Para que seja adotada qualquer medida executiva atípica, portanto, deve o juiz intimar previamente o executado para pagar o débito ou apresentar bens destinados a saldá-lo, seguindo-se, como corolário, os atos de expropriação típicos. 

O contraditório prévio é, aliás, a regra no CPC/15, em especial diante da previsão do art. 9º, que veda a prolação de decisão contra qualquer das partes sem sua prévia oitiva fora das hipóteses contempladas em seu parágrafo único. 

A decisão que autorizar a utilização de medidas coercitivas indiretas deve, ademais, ser devidamente fundamentada, a partir das circunstâncias específicas do caso, não sendo suficiente para tanto a mera indicação ou reprodução do texto do art. 139, IV, do CPC/15 ou mesmo a invocação de conceitos jurídicos indeterminados sem ser explicitado o motivo concreto de sua incidência na espécie (art. 489, § 1º, I e II, do CPC/15). 

De se observar, igualmente, a necessidade de esgotamento prévio dos meios típicos de satisfação do crédito exequendo, tendentes ao desapossamento do devedor, sob pena de se burlar a sistemática processual longamente disciplinada na lei adjetiva. 

Vale destacar, por oportuno, que o CPC/15, em seu art. 8º, estabeleceu com norma fundamental do processo civil o atendimento aos fins sociais do ordenamento jurídico e às exigências do bem comum, observado o resguardo e a promoção da dignidade da pessoa humana, assim como da proporcionalidade, da razoabilidade, da legalidade, da publicidade e da eficiência. 

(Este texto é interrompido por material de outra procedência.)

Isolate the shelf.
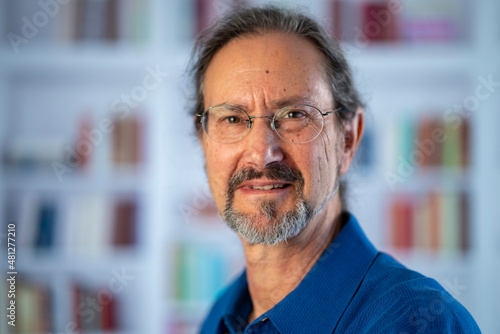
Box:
[16,248,146,276]
[0,45,191,73]
[344,44,474,76]
[164,300,213,322]
[3,170,145,193]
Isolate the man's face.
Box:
[200,33,340,243]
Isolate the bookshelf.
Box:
[0,0,500,334]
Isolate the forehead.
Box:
[203,33,333,109]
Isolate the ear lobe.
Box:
[340,107,365,175]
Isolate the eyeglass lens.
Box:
[202,105,323,143]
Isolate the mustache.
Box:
[226,164,304,201]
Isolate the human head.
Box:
[188,6,361,244]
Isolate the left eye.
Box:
[284,110,305,118]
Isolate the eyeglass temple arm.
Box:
[321,107,342,116]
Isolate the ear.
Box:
[340,107,365,175]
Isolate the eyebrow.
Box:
[219,95,313,112]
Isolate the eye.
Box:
[221,115,241,124]
[283,110,307,118]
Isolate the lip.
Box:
[237,180,292,195]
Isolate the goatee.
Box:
[224,164,313,245]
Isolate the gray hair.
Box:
[191,6,363,130]
[190,6,363,209]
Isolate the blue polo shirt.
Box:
[201,215,480,334]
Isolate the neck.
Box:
[243,198,342,322]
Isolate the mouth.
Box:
[238,180,292,193]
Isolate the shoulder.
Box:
[338,253,480,334]
[197,271,251,334]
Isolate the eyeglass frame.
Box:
[196,103,343,144]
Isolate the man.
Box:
[188,7,479,334]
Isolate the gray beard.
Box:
[224,198,313,246]
[224,165,339,245]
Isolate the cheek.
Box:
[205,146,234,208]
[304,133,338,197]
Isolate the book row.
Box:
[330,0,468,46]
[1,280,120,334]
[386,116,471,169]
[388,192,470,252]
[173,243,242,302]
[2,115,144,172]
[5,193,139,256]
[5,0,149,45]
[6,0,468,46]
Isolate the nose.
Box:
[244,116,284,168]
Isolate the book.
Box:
[112,199,138,246]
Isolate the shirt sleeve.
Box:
[362,279,481,334]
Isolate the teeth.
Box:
[249,184,285,190]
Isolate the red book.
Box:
[72,284,83,333]
[113,200,137,246]
[460,118,470,168]
[429,193,442,251]
[362,1,398,41]
[459,193,470,252]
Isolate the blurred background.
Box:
[0,0,500,334]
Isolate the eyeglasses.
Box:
[196,104,341,144]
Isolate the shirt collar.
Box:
[212,215,377,334]
[266,215,377,334]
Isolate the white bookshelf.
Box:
[0,0,500,334]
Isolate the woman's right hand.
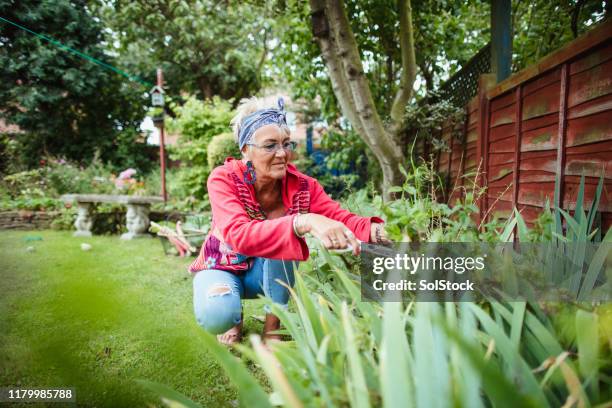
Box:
[296,213,361,255]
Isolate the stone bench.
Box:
[61,194,164,239]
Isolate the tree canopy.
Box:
[0,0,149,168]
[93,0,271,101]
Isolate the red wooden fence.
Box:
[438,22,612,229]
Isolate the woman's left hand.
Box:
[370,222,391,245]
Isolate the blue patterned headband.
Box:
[238,98,287,150]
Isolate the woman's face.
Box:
[243,124,291,181]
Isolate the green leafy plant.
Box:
[168,97,233,200]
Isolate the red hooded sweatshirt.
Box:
[189,157,384,274]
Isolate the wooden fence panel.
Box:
[430,21,612,229]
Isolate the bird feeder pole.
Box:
[151,68,168,203]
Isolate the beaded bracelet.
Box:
[293,214,306,238]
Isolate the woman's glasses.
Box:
[247,141,297,153]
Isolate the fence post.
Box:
[555,62,569,212]
[476,74,495,225]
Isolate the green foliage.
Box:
[0,231,263,407]
[51,207,77,231]
[168,97,233,200]
[512,0,609,71]
[198,186,612,407]
[92,0,270,101]
[3,158,115,198]
[402,92,465,155]
[0,0,150,170]
[207,133,240,172]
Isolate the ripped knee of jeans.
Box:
[206,283,232,298]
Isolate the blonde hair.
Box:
[230,95,291,143]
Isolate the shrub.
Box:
[207,133,240,172]
[168,97,233,200]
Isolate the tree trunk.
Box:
[310,0,414,199]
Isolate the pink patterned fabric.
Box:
[189,158,383,274]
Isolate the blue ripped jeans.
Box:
[193,258,297,334]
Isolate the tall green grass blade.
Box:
[446,322,536,408]
[587,174,604,232]
[578,228,612,302]
[412,302,452,407]
[576,310,599,401]
[342,303,370,408]
[470,305,547,406]
[510,302,527,352]
[197,332,272,407]
[136,380,202,408]
[380,302,414,407]
[251,335,303,408]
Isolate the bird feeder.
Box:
[149,85,164,125]
[150,85,164,107]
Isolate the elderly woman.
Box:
[189,98,386,345]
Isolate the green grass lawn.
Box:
[0,231,263,407]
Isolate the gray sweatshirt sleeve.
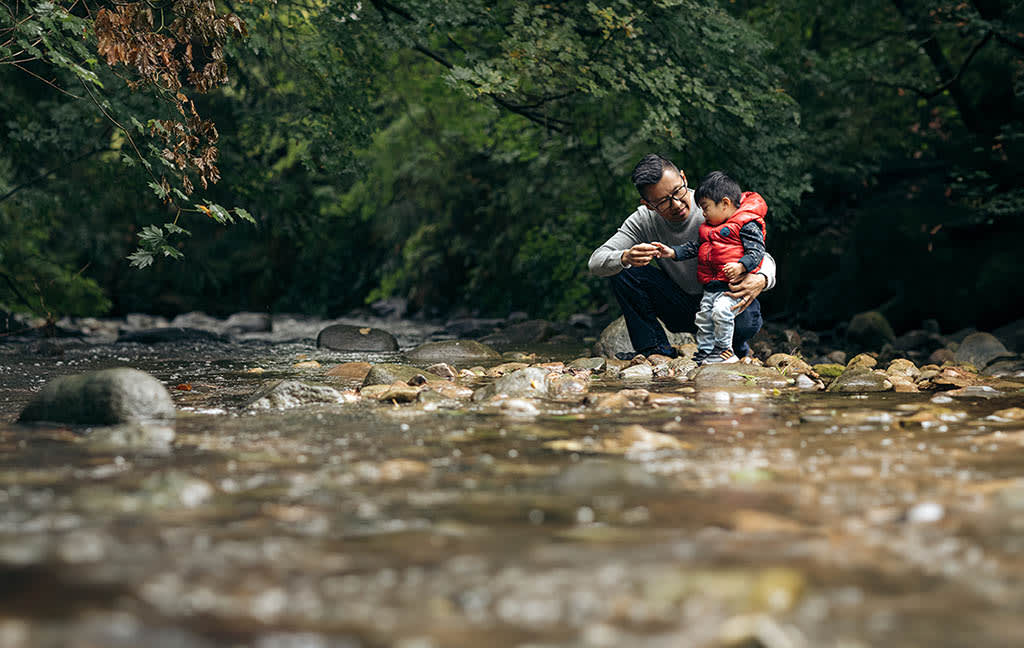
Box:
[587,212,647,276]
[758,252,775,291]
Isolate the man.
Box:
[589,154,775,357]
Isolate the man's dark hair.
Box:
[633,153,679,200]
[693,171,740,207]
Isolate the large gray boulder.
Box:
[18,368,176,425]
[594,317,696,357]
[316,325,398,351]
[953,333,1013,370]
[406,340,502,364]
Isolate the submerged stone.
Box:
[406,340,501,364]
[953,333,1013,371]
[316,325,398,351]
[827,366,893,392]
[18,368,176,425]
[245,380,345,409]
[362,362,442,387]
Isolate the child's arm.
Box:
[651,241,699,261]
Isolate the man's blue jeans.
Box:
[608,265,762,357]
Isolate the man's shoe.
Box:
[703,347,739,364]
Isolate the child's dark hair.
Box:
[693,171,740,207]
[633,153,679,195]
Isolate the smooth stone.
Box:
[886,358,921,380]
[473,366,549,401]
[828,366,893,392]
[846,310,896,350]
[245,380,345,409]
[594,316,694,357]
[427,362,459,380]
[693,362,795,391]
[846,353,879,369]
[118,327,227,344]
[327,362,373,382]
[406,340,502,363]
[618,364,654,381]
[953,333,1013,371]
[765,353,814,375]
[568,357,608,372]
[316,325,398,351]
[224,312,273,333]
[362,362,443,387]
[18,368,176,425]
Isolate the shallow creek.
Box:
[0,331,1024,648]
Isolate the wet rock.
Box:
[825,351,846,366]
[406,340,501,364]
[554,459,658,495]
[568,357,608,372]
[473,366,548,401]
[374,382,420,402]
[499,398,541,417]
[421,381,473,400]
[548,374,590,402]
[118,327,227,344]
[928,347,956,365]
[693,363,795,392]
[327,362,373,382]
[618,364,654,382]
[223,312,273,334]
[992,319,1024,353]
[84,423,174,449]
[945,385,1006,398]
[886,358,921,380]
[594,317,694,357]
[245,380,346,409]
[765,353,814,376]
[797,374,825,391]
[814,362,846,380]
[846,353,879,369]
[362,362,441,387]
[906,502,946,524]
[953,333,1013,371]
[427,362,459,380]
[827,366,893,393]
[316,325,398,351]
[480,319,555,346]
[484,362,529,378]
[846,310,896,350]
[18,368,176,425]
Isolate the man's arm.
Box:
[587,212,649,276]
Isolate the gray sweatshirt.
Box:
[588,191,775,295]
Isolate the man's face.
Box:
[644,169,690,223]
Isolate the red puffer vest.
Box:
[697,191,768,284]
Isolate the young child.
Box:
[653,171,768,364]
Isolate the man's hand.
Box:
[650,241,676,259]
[622,243,657,265]
[722,261,746,284]
[726,272,768,315]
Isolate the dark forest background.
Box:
[0,0,1024,332]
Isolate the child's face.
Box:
[700,198,736,225]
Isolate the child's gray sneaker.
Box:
[703,347,739,364]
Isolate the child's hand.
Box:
[722,261,746,282]
[650,241,676,259]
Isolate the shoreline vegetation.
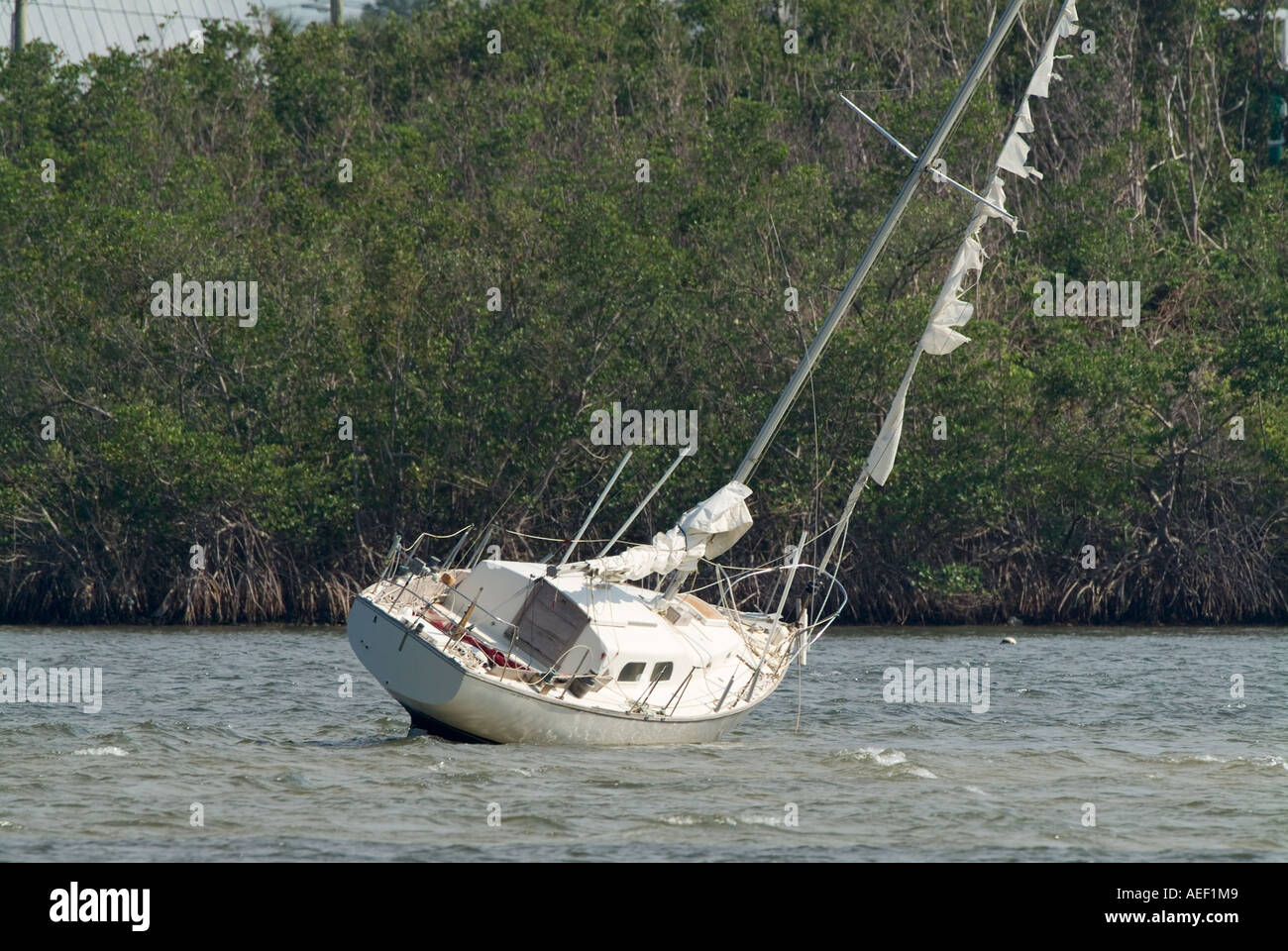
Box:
[0,0,1288,624]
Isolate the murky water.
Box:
[0,627,1288,861]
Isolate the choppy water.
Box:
[0,627,1288,861]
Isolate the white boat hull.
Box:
[348,596,769,746]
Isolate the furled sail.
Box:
[576,482,751,581]
[821,0,1078,567]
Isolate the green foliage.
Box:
[0,0,1288,620]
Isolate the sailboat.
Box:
[348,0,1077,745]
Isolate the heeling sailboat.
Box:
[348,0,1076,745]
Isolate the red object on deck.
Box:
[461,634,532,670]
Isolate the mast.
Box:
[736,0,1024,484]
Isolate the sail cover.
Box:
[844,0,1078,497]
[584,482,751,581]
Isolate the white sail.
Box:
[579,482,751,581]
[823,0,1078,551]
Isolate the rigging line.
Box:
[841,94,1015,222]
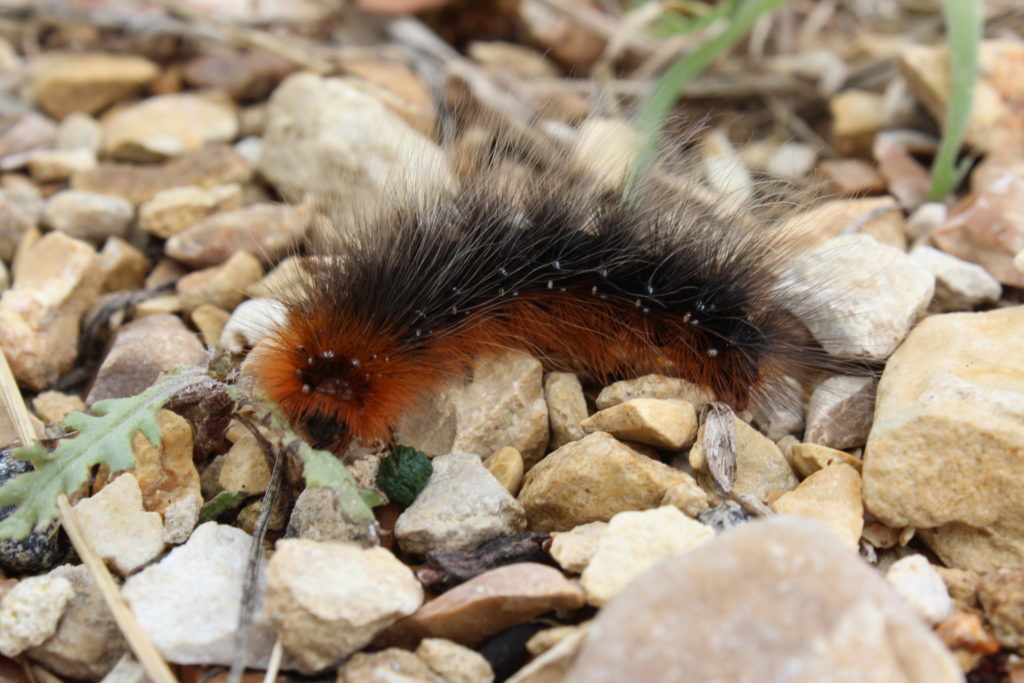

Respeitado esse contexto, portanto, o juiz está autorizado a adotar medidas que entenda adequadas, necessárias e razoáveis para efetivar a tutela do direito do credor em face de devedor que, demonstrando possuir patrimônio apto a saldar o débito em cobrança, intente frustrar sem razão o processo executivo. 

Frise-se, aqui, que a possibilidade do adimplemento – ou seja, a existência de indícios mínimos que sugiram que o executado possui bens aptos a satisfazer a dívida – é premissa que decorre como imperativo lógico, pois não haveria razão apta a justificar a imposição de medidas de pressão na hipótese de restar provada a inexistência de patrimônio hábil a cobrir o débito. 

Em suma, é possível ao juiz adotar meios executivos atípicos desde que, verificando-se a existência de indícios de que o devedor possua patrimônio apto a cumprir a obrigação a ele imposta, tais medidas sejam adotadas de modo subsidiário, por meio de decisão que contenha fundamentação adequada às especificidades da hipótese concreta, com observância do contraditório substancial e do postulado da proporcionalidade.